By Laila Kearney
NEW YORK (Reuters) -Oil prices slid by about $2 a barrel to their lowest level since late March on Thursday, dragged lower by fears a possible recession could dent fuel demand and after a rise in U.S. gasoline inventories.
Brent crude futures settled at $81.10 a barrel, shedding $2.02, or 2.4%. West Texas Intermediate crude (WTI) futures settled at $77.29 a barrel, losing $1.87, or 2.4%.
Both benchmarks fell 2% on Wednesday and are at their lowest since just before a surprise OPEC+ production cut announcement.
“At the end of the day, one of the big reasons why we’re sliding is fear of recession,” said Bob Yawger, executive director of energy futures at Mizuho.
The number of Americans filing new claims for unemployment benefits increased moderately last week, indicating the labor market was slowing after a year of interest rate hikes by the U.S. Federal Reserve, and fanning concerns about a slowdown in fuel demand.
Gasoline inventories jumped unexpectedly last week by 1.3 million barrels to 223.5 million barrels, the U.S. Energy Information Administration said in its report on Wednesday. [EIA/S] [API/S]

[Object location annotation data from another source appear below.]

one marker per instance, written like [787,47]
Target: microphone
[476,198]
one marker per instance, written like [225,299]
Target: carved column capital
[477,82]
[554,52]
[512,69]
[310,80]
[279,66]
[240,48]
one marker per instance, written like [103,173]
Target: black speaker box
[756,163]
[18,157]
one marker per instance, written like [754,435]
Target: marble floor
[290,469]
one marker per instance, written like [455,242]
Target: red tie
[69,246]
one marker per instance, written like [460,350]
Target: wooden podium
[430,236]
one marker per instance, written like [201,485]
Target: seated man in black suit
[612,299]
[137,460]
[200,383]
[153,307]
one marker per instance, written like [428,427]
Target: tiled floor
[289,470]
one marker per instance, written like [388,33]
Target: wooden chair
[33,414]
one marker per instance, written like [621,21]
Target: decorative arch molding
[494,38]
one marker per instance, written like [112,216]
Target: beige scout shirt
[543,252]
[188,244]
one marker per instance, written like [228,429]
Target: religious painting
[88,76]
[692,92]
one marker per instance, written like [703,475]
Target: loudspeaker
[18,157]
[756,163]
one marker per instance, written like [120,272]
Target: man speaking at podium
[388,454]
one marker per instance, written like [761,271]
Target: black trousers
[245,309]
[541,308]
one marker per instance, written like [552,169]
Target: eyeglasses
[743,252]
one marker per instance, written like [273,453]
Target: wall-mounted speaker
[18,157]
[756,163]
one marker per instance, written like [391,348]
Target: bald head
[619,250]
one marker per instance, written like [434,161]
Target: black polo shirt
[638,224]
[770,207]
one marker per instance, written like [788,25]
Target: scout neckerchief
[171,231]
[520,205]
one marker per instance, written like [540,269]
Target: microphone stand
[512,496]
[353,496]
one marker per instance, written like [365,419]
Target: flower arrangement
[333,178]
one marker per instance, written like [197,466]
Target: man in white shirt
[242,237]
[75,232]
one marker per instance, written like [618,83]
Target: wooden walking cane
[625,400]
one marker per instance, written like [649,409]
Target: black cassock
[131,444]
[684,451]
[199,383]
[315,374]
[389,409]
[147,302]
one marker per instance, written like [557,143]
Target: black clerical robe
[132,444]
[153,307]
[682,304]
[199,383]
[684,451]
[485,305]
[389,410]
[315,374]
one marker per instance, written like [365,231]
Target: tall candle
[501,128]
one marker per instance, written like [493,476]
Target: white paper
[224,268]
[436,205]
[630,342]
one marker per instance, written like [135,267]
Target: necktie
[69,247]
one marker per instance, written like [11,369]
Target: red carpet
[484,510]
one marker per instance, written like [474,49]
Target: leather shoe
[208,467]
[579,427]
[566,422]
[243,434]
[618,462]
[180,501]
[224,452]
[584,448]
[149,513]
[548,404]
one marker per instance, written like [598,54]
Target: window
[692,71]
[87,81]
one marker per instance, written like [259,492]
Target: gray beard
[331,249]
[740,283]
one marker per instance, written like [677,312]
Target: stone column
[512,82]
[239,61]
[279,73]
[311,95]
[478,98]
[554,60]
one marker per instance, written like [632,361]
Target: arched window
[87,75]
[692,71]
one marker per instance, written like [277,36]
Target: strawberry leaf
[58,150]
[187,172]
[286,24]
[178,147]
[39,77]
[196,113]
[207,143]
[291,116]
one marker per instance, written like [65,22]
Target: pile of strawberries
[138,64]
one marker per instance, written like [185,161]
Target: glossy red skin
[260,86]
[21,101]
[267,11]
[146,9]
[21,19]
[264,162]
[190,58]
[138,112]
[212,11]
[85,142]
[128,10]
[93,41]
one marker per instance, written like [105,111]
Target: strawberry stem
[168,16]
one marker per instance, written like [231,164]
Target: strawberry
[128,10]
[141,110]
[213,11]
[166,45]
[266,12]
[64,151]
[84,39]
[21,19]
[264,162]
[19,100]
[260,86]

Implied gasoline demand also fell 3.9% from year-ago levels to 8.5 million barrels a day. U.S. crude stockpiles, meanwhile, dropped by 4.6 million barrels, but analysts said that decline could be short-lived.
“Although yesterday’s EIA crude stock draw of more than 4.5 million barrels looked supportive, all of the reduction was related to a spike in crude export activity that could easily be reversed in next week’s EIA,” said Jim Ritterbusch of consultancy Ritterbusch and Association.
Easing some concern about a rate hike-induced recession in the world’s largest oil consuming nation, economists polled by Reuters expected the Fed to end its tightening with a final 25 basis point rate rise in May.
In Britain, persistent double-digit inflation has bolstered expectations of a further Bank of England rate hike.
On the supply side, oil loading from Russia’s western ports in April is likely to rise to the highest since 2019, trading and shipping sources said.
Pakistan has placed its first order for discounted Russian crude under a new deal which could cover 100,000 barrels per day, the country’s petroleum minister said.
Also weighing on crude prices, equity markets, which often move in tandem with oil prices, were down after disappointing results from Tesla and other companies.